Building a Basic Skill
-
To build a basic skill in Alexa there are 2 main
pre-requisites:
-
To have an Amazon Developer Account so as to build your
customised skill.
-
To also have Amazon Management Console Account so as to
create your Lambda.
-
To build a customised skill you should know the following
terms:
-
Skill: A Skill is nothing but your application which you
intent to publish on your Alexa device.
-
Invocation: The name of the skill which you need to
mention so as to start interacting with your skill.
-
Intents, slots and utterances: Intent is the action that
fulfils user's request. Intents can have slots that
represent the variable information within an intent. A
sample utterance the way you invoke your intent.
-
Slot types: Every slot has a type that handles the
user's spoken data. For eg. AMAZON.NUMBER converts the
number "five" to "5".
-
JSON Editor: Your whole interaction model will be
represented in JSON format. You can create as well as
edit your JSON data. You can also upload a JSON file of
your own.
-
Interfaces: Interfaces provide additional directives and
request types for specific additional features in your
skill. For ex., You can use an Audio Controller for
streaming music.
-
Endpoints: Specify the endpoint for your skill. Alexa
sends requests to this endpoint when users invoke your
skill. If you are hosting your service as an AWS Lambda
function, select the AWS Lambda ARN option and enter the
ARN for your function in the Default Region endpoint
text box.
Alexa Skill Types
-
Custom Skill: A skill that can handle just about any type of
request. (It is selected by default) For example: Look up
information from a web service, Integrate with a web service
to order something (order a car from Uber, order a pizza
from Domino's Pizza), Interactive games, Just about anything
else you can think of.
-
Flash Briefing Skill: The Flash Briefing Skill API defines
the words users say to invoke the flash briefing or news
request (utterances) and the format of the content so that
Alexa can provide it to the customer.
-
Smart Home Skill: A skill that lets a user control and query
cloud- enabled smart home devices such as lights, door
locks, cameras, thermostats and smart TVs.
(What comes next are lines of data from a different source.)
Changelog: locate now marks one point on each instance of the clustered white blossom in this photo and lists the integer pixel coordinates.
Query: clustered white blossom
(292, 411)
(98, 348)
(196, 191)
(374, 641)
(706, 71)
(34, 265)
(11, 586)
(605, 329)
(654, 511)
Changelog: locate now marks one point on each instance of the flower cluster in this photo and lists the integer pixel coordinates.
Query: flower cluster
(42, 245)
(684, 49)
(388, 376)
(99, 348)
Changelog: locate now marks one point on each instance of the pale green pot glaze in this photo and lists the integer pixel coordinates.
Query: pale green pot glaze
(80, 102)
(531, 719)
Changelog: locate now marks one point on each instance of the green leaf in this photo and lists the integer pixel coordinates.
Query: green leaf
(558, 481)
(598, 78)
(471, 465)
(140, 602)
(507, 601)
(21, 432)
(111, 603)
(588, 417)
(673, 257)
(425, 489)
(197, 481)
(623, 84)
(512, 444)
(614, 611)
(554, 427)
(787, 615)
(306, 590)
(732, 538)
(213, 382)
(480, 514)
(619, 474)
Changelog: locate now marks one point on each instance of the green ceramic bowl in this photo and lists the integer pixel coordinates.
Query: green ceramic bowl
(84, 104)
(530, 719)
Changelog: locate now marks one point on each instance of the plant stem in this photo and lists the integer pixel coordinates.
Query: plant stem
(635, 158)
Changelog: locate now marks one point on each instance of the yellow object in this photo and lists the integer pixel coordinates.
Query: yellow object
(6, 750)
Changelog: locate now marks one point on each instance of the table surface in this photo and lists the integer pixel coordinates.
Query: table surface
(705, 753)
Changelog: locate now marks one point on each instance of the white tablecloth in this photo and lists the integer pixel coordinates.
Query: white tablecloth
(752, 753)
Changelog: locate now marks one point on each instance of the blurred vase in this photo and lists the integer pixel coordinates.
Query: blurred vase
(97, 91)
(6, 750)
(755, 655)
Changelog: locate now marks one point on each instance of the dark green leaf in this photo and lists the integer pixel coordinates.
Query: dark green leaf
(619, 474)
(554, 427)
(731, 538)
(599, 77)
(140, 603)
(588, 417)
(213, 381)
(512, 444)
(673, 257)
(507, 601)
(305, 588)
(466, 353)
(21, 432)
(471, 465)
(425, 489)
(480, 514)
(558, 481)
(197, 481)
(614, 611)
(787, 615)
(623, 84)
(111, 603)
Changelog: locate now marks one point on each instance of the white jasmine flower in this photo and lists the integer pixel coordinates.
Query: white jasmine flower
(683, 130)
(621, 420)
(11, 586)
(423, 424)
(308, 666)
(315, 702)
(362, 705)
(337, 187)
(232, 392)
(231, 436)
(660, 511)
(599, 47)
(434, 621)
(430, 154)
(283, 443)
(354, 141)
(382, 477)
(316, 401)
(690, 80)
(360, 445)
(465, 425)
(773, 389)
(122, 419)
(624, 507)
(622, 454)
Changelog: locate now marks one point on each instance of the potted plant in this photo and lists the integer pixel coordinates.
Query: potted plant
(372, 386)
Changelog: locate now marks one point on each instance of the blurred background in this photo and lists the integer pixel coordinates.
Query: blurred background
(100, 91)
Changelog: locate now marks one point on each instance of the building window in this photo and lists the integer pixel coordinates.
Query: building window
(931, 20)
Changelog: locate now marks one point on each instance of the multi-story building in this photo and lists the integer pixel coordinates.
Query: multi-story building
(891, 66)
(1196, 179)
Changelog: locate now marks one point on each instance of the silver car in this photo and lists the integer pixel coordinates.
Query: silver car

For example: Turn
off the lights, Change the brightness of dim lights, change
the volume, etc.
-
Video Skill: The Video Skill API defines the requests the
skill can handle (device directives) and the words users say
to invoke those requests (utterances). For example: Play a
movie, change the channel, etc.
-
You can build your Lambda function in any of these
languages: Python, Java, Go and .NET
Conclusion
"What's good for developers is ultimately good for consumers,"
said Rob Pulciani, Amazon's general manager of Alexa skills.
Alexa, thus has proved to be a game changer in IT in recent
times. Right now, Alexa has a leg up on Google Assistant and
Apple's Siri. Thus, Alexa has maintained itself as a healthy
competitor in the age of machines today.